Visuele voorstelling

Die indicatoren worden dan visueel voorgesteld, bijvoorbeeld in een sterdiagram waarin het basisniveau, het gemiddeld niveau en het masterclassniveau samen opgenomen zijn met de chemische, fysische en biologische parameters. Die worden dan gebruikt om op een vlotte manier met de landbouwer te communiceren en in verloop van tijd aan te kunnen tonen of de bodemtoestand verbetert of verslechtert.
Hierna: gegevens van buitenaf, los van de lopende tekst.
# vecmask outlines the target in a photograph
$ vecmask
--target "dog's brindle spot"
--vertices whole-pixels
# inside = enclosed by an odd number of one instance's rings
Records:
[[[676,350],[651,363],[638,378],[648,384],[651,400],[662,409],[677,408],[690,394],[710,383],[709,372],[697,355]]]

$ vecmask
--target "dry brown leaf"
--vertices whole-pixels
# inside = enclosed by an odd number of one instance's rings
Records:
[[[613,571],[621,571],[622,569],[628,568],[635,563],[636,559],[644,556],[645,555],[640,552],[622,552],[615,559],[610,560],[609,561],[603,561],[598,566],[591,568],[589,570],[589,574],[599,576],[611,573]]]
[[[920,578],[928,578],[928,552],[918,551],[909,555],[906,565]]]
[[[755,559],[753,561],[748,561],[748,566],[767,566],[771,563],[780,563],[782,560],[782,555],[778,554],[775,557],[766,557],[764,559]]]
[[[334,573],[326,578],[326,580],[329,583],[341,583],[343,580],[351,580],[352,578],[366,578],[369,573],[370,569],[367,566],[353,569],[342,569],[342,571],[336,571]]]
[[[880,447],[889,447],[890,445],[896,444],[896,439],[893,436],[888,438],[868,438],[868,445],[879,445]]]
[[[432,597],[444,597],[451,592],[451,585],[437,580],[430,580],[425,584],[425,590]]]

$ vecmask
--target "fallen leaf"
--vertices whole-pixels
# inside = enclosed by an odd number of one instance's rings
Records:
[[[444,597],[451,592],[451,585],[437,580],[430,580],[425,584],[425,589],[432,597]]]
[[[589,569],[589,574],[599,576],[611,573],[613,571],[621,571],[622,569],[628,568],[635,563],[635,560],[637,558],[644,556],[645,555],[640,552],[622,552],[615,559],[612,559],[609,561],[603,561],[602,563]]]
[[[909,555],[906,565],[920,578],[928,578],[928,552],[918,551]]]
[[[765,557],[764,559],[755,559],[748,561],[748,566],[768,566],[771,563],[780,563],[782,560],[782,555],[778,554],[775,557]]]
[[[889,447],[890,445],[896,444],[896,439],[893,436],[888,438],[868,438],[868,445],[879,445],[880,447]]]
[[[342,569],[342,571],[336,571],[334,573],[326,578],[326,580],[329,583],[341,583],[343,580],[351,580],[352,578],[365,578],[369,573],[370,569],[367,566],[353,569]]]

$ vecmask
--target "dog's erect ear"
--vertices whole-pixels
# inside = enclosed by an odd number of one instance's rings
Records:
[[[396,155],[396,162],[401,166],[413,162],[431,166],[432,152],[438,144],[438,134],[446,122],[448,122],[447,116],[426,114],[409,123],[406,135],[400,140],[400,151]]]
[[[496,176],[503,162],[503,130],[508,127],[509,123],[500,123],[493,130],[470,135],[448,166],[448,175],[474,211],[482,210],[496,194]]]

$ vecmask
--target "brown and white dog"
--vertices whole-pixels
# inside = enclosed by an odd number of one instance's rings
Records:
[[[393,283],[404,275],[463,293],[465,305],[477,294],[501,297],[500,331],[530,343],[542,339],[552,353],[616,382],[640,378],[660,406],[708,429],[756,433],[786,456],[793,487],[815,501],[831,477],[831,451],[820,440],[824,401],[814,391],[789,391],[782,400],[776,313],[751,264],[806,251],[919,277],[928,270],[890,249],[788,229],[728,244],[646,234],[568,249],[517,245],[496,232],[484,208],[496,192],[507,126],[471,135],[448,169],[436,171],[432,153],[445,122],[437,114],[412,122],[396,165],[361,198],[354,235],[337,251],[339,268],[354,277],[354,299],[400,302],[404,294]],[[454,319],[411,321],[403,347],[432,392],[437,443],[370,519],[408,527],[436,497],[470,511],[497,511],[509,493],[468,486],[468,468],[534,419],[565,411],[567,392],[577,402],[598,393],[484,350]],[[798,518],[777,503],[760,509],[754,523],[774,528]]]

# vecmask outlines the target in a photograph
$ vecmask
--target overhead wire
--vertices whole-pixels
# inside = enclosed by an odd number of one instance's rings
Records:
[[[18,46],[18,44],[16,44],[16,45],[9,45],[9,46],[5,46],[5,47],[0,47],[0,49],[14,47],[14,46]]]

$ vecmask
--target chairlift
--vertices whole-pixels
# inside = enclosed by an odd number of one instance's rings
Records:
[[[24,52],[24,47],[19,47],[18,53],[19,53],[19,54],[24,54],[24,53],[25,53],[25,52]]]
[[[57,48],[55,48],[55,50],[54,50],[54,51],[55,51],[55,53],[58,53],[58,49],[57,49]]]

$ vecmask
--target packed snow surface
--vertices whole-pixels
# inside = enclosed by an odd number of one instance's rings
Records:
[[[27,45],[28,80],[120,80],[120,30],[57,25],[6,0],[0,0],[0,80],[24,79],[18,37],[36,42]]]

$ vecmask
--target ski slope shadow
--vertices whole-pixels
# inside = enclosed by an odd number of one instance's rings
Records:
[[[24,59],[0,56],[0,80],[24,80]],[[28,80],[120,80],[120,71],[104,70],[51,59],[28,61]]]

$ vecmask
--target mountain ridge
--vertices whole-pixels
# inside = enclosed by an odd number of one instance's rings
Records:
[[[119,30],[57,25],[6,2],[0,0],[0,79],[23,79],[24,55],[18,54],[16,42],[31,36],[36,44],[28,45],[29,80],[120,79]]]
De bodemindicatoren worden visueel voorgesteld, bvb. in een sterdiagram.
De bodemindicatoren worden visueel voorgesteld, bvb. in een sterdiagram.

“Wat we nu tonen is een eerste uitwerking, we zijn nog zeker niet aan het eind van ons Latijn ”, lacht Joost. “In ieder geval speelt in heel dit gegeven de kennispendelaar een grote rol: hij moet al die dingen weten waardoor de landbouwer een correcte begeleiding krijgt.”